Blacklisting and punitive forking:
- Say a miner wants to blacklist transactions from address X. In other words, they want to freeze the the money held by that address making it unspendable. Perhaps you intend to profit off of this by some sort of ransom demanding that the person you’re blacklisting pay you in order to be taken off of your blacklist. If you’re a miner trying to blacklist, you could try something stronger, You could announce that you’ll refuse to work on a chain containing a transaction originating from this address. This is quite an extreme strategy because if you have less than the majority of the network hash power you’ll refuse to mine on any chain that has certain transactions, if such a chain does come into existence and is accepted by the rest of the network as the longest chain, you will have cut yourself off from the consensus chain forever, and all of the mining that you’re doing is essentially wasted.

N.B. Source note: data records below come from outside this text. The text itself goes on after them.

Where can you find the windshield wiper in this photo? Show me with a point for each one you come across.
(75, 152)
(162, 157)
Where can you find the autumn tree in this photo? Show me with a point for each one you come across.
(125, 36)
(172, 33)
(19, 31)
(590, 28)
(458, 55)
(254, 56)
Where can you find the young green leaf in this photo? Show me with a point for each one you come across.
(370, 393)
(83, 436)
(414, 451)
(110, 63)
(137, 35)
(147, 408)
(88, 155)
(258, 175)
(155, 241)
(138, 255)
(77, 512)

- Instead of announcing that you’re going to fork forever as soon as you seen an a transaction originating from address (X), you announce that you’re going to fork if you see a block that has a transaction from address X, but you will give up after a while — typically after one or two blocks confirm the transaction from address (X), you’ll go back to the longest chain.
- If you give up after one confirmation, your chance of orphaning the block with the transaction from X is α^2 . The reason for this is that you’ll have to find two consecutive blocks to get rid of the block with the transaction from address (X) before the rest of the network finds a block. A chance of α^2 might not seem very good. If you control 20% of the hash power, there’s only a 4% chance of actually getting rid of that transaction that you don’t want to see in the block chain. But you might motivate other miners to join you other miners know that if they include a transaction from address(X), they have an α2 chance that the block that they find will end up being orphaned because of your feather-forking attack.
Transitioning to mining rewards dominated by transaction fees:
- As of 2015 block rewards provide the vast majority — of all the revenue that miners are making. But every four years the block reward is cut in half, and eventually, the block reward will be low enough that transactions fees are going to be the main source of revenue for miners.